Stöger hofft noch immer auf österreichweite Spielregeln für Mindestsicherung.

© KURIER/Gerhard Deutsch

SPÖ
10/24/2016

Mindestsicherung: Letzte Chance auf österreichweite Einigung

Sozialminister Alois Stöger verhandelt direkt mit Soziallandesräten und erteilt ÖVP-Vorschlägen eine Absage.

von Raffaela Lindorfer

Als "Manöverkritik" verstand sich gestern die von SPÖ-Integrationssprecherin Nurten Yilmaz initiierte Enquete im Parlament. Während der Koalitionspartner bereits konkrete Punkte für ein Integrationsgesetz aufzählen kann, sieht es bei den Roten aber weiterhin nach einem Ausweichmanöver aus.

So kritisierte SPÖ-Integrationsstaatssekretärin Muna Duzdar den Vorschlag von Außenminister Sebastian Kurz (ÖVP) zu Ein-Euro-Jobs als "Hintertür zum Sozialabbau"; als "bösartige Begrifflichkeit, um die Gesellschaft zu spalten", bezeichnete es Sozialminister Alois Stöger.

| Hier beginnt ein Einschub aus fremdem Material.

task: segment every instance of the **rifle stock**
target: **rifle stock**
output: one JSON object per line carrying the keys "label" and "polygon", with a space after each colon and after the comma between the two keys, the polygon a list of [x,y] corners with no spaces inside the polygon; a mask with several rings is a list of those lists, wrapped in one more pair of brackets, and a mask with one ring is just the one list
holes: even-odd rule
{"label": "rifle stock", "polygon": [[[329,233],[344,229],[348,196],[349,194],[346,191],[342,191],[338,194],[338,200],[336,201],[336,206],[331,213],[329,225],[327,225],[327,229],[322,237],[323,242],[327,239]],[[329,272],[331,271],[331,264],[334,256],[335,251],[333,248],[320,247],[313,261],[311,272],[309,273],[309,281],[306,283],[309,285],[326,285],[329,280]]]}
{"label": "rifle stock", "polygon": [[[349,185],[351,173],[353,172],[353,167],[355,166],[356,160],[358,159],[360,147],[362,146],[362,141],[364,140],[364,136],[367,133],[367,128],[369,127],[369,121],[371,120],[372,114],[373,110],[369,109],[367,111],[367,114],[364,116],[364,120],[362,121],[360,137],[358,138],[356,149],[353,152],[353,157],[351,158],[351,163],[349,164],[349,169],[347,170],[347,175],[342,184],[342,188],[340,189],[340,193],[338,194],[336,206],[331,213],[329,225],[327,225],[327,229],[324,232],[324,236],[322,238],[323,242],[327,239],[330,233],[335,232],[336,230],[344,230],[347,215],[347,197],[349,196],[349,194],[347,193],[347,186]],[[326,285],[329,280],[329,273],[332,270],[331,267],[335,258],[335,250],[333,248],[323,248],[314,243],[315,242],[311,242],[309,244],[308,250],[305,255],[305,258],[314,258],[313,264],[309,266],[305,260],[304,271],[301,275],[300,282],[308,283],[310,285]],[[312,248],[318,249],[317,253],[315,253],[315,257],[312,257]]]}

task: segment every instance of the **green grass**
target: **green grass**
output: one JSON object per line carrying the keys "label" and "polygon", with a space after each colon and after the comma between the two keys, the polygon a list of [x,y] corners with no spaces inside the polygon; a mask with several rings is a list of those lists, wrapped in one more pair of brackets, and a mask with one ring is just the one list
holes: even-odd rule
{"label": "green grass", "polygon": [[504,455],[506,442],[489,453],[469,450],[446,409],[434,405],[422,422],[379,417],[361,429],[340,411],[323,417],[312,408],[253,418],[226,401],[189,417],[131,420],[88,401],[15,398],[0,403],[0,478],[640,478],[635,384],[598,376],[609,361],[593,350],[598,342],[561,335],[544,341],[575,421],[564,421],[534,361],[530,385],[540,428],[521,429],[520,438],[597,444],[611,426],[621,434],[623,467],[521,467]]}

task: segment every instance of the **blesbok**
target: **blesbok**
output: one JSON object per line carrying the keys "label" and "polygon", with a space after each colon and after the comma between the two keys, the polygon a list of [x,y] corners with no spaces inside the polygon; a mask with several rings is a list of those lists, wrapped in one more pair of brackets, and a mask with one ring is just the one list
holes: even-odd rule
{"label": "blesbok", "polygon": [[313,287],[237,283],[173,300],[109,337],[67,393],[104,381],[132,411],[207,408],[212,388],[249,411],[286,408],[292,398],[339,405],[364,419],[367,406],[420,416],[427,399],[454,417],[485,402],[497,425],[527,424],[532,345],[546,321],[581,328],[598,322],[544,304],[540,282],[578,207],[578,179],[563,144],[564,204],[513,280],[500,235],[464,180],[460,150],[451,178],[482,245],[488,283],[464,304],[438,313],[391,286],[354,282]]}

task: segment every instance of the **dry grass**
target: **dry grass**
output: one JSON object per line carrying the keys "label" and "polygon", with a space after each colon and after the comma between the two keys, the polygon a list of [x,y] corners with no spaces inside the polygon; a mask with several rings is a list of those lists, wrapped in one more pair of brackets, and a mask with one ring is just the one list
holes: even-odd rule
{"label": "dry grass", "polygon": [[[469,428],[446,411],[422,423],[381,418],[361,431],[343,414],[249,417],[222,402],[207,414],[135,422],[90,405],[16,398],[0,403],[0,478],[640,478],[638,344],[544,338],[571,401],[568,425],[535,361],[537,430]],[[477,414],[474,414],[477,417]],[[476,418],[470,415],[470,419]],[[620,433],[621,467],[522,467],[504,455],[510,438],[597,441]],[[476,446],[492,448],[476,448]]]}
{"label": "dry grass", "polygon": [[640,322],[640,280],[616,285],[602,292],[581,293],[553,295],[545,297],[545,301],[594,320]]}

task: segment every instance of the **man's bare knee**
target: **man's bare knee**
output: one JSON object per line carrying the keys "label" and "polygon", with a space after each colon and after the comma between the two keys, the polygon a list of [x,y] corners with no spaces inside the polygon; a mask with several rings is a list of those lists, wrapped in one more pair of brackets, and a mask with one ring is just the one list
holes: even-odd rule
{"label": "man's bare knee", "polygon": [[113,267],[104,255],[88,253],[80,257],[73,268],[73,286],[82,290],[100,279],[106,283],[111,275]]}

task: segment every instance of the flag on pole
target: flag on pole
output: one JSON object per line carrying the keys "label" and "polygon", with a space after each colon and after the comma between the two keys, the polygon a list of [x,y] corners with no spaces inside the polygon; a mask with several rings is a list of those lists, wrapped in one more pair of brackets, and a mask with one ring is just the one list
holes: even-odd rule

Und Duzdar erntete für ihre kämpferische Ansage: "Die Sozialdemokratie wird das nicht mittragen", Applaus im voll besetzten Sitzungssaal.

Aber was dann? Stöger präsentierte einmal mehr seine Idee zum Integrationsjahr. NGOs haben bereits freiwillige Angebote, Stöger will sie flächendeckend haben.

Staatssekretärin Duzdar unterstrich die SPÖ-Forderung nach einer Ausweitung des Dienstleistungsschecks – da hatte die ÖVP zuletzt blockiert, da man befürchtet, damit Asylwerber anzuziehen.

Fehlende Koordination

Warum es so schwierig sei, sich mit dem Koalitionspartner auf eine Linie zu einigen, erklärte Stöger so: Einige ÖVP-Gruppen hätten Ideen geliefert, die man sofort umsetzen könne. "Aber beim Gesamtkoalitionpartner fühlt sich dann keiner zuständig, die Meinungen zu koordinieren."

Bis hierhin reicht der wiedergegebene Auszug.